The lens of a lifetime is simply too broad a focus because there are only so many things we can focus on at any given time. Given this, it’s better to set auto-pilot whenever possible so we can get back to the business of now. 401(k) plans are helpful because you set it and forget it. We can say the same about healthy lifetime habits like exercise and flossing. Such tasks are best left to auto-pilot, but we can’t very well live our life on auto-pilot, for one day we’ll look around and find we’ve missed everything that mattered.
Using the lens of time buckets becomes a way of understanding what our priorities ought to be in this particular phase of our lives. We only have so many years to do physical things, only so many years to be a parent, only so many primary earning years… it all adds up to a lifetime of only so many years. Within that lens of time buckets, our reason for being, raison d’etre, becomes more focused. Asking big questions about the entirety of our lives is impossible to answer, because we change so much over our lifetime. My raison d’etre at 20 was entirely different from my raison d’etre at 40. Looking ahead to someday 60 or 80 (if we’re so bold as to believe we’ll reach it), you see the reason changing dramatically over and over again. Sure, family and friendships will matter at any age, but a purposeful hike of the Appalachian Trail is rapidly shrinking down in relevance. It’s fair to say it’s now or never for such a life goal.

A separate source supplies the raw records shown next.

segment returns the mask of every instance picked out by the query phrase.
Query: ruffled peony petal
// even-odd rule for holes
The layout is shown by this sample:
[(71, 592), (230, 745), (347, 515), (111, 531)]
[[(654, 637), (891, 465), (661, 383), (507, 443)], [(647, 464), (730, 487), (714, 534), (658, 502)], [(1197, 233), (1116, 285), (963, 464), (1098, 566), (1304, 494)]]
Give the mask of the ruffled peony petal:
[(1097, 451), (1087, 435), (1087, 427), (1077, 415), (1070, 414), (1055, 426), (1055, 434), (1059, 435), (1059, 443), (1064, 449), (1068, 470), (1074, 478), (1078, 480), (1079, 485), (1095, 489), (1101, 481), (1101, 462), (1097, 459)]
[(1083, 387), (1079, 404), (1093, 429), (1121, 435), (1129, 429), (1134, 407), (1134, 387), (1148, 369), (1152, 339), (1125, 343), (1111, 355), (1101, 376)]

Waiting for the right time seems counterintuitive when we become hyper aware of our own mortality. Memento mori naturally leads to carpe diem, doesn’t it? It turns out it mostly doesn’t. Most people just live their lives as best they can. We can’t do everything, but we can surely try to do the most important things within the context of the time bucket we’re currently residing in. The time is always here for something. Prioritizing the really essential things for this time lends focus and urgency to the moment, enabling us to seize the day.